Why does it need special treatment? Doesn't it call a function and issue a normal template?
Also, I *think* there's supposed to be a confirmation request for deleting boards.... I only get one for deleting categories. Can you...confirm? Anyone?
Fairly sure there's supposed to be... there's a JS error in suggest.js (which is called for the board moderator selector) which causes the rest of the page JS to get upset, which prevents the confirm() being called.
Re: restore posts, I couldn't find the origin of the skeleton error. Argh. If you could look into it as well... I have no time to actually go and try to restore posts for now
I'll look into it right now I'm back on the PC.
Loosely related: when deleting a post, Wedge should update its 'children' posts to use the deleted post's parent ID. Should be easy enough, but we then have to update their own children, too... I'm not sure how to do this with minimal impact on the DB performance.
It's tricky - and that's before you get into the realms of split/merging.

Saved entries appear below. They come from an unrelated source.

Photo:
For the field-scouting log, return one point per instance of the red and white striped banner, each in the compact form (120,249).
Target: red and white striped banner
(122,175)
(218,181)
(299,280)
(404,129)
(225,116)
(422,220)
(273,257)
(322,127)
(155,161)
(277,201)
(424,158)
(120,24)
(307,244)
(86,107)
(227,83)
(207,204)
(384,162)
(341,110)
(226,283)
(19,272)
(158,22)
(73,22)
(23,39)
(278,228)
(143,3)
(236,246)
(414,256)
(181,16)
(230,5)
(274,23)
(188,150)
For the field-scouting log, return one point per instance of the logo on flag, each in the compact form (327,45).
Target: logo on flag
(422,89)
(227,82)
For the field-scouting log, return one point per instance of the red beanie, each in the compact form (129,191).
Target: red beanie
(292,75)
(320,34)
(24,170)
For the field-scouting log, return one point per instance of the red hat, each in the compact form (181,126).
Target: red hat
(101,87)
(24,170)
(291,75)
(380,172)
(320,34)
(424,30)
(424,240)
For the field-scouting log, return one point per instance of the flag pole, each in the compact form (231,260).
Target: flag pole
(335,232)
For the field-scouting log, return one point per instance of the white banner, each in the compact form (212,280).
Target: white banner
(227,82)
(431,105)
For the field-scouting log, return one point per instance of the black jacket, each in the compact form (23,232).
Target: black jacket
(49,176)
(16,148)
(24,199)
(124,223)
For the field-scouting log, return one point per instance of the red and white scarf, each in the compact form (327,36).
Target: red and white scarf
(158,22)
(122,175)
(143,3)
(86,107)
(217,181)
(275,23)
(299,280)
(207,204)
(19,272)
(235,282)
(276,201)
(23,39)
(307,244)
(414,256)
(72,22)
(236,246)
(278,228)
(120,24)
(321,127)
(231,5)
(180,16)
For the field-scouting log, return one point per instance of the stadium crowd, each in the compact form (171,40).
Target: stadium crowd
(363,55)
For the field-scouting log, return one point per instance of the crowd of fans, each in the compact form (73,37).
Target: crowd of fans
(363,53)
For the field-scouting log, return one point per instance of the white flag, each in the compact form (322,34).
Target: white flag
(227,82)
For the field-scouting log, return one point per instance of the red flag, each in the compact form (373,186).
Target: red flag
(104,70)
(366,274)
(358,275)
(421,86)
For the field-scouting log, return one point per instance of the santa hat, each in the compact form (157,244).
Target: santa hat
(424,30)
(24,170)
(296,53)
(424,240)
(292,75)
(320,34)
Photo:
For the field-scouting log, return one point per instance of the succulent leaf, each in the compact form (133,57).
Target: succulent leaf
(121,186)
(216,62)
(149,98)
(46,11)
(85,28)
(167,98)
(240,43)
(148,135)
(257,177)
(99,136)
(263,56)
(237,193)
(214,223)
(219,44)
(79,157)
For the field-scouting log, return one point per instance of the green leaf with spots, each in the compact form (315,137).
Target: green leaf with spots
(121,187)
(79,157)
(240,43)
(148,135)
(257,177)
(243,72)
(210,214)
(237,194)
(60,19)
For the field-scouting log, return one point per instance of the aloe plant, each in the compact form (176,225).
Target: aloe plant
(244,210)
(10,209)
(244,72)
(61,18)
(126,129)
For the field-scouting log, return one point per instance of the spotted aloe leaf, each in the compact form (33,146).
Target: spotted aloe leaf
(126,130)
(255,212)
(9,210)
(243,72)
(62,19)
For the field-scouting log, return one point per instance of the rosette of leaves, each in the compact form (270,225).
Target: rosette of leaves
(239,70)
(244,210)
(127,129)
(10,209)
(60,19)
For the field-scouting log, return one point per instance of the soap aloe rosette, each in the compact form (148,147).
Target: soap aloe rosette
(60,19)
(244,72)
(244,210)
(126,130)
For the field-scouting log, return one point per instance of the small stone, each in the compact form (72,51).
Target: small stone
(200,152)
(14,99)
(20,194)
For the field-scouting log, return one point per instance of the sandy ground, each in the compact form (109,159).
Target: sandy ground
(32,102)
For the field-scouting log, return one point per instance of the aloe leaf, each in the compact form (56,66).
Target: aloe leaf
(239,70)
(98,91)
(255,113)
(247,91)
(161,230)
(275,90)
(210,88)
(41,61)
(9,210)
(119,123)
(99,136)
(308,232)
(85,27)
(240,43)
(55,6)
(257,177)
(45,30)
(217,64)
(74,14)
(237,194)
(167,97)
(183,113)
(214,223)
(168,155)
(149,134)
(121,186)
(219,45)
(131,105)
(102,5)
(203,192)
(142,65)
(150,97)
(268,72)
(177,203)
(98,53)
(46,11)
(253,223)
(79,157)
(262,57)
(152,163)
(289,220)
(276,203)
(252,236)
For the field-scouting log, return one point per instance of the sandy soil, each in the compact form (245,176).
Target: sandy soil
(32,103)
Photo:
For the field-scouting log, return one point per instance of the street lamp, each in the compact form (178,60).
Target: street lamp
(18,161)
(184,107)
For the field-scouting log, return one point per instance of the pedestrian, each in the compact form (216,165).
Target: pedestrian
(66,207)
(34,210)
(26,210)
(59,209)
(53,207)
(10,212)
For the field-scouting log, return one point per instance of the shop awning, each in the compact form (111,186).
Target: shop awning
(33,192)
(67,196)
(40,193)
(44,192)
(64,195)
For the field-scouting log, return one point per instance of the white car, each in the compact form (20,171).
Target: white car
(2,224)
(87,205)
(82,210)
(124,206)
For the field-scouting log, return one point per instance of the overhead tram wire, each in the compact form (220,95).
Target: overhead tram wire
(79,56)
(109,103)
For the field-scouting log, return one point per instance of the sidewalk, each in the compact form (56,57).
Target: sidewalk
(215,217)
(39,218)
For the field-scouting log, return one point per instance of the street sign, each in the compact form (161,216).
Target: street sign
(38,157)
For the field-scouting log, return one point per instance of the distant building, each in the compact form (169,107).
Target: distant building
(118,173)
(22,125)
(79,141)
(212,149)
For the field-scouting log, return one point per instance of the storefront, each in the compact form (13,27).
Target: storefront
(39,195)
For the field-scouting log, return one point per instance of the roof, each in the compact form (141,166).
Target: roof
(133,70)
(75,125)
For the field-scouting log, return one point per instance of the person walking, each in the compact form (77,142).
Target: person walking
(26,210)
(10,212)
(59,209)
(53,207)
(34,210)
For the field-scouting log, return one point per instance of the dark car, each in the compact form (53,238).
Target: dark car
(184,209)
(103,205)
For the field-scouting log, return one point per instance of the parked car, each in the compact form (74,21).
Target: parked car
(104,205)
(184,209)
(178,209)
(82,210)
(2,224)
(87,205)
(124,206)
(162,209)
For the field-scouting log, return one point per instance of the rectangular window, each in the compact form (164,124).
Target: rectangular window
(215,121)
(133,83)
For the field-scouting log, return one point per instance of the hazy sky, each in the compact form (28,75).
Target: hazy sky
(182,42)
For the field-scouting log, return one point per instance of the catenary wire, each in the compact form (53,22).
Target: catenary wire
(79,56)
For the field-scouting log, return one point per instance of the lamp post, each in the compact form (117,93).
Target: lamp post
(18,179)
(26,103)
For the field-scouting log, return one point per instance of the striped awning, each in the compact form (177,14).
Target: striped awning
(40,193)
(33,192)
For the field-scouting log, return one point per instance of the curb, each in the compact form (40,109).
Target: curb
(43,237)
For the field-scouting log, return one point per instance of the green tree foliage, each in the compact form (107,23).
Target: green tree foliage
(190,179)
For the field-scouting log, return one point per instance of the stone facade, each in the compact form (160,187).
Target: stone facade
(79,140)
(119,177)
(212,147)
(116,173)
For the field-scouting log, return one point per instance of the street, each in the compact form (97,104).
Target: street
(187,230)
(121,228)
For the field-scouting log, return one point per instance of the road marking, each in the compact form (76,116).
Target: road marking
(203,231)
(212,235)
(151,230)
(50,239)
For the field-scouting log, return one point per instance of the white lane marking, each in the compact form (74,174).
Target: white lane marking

However, if you have any given tree of x->y->z, and it's y you're deleting, you only have to update all the cases for z where the parent is y. It's a single-direction graph, we're only recording the parent, not the children, nor the latter descendants, so if post y is deleted, UPDATE wedge_messages SET id_parent = x WHERE id_parent = y, and that'll match all the z cases because we're only recording the immediate parent...
And-- I guess 'parent' shouldn't be touched when removing through the recycle bin... Or maybe yes. What's certain is that it shouldn't be deleted when a post is 'unapproved'.
This is *really* where it gets fun. What might be better is if the actual hierarchy remains untouched in a physical sense but a simple "This post has been removed" placeholder is shown to the user. That would not only solve the whole issue of how to handle it (because you don't move it, you leave it totally in place) and prevent logical disjoint where the post is removed and the flow of conversation seems broken: it's still going to be broken if part of the conversation is missing, but at least you have context for it.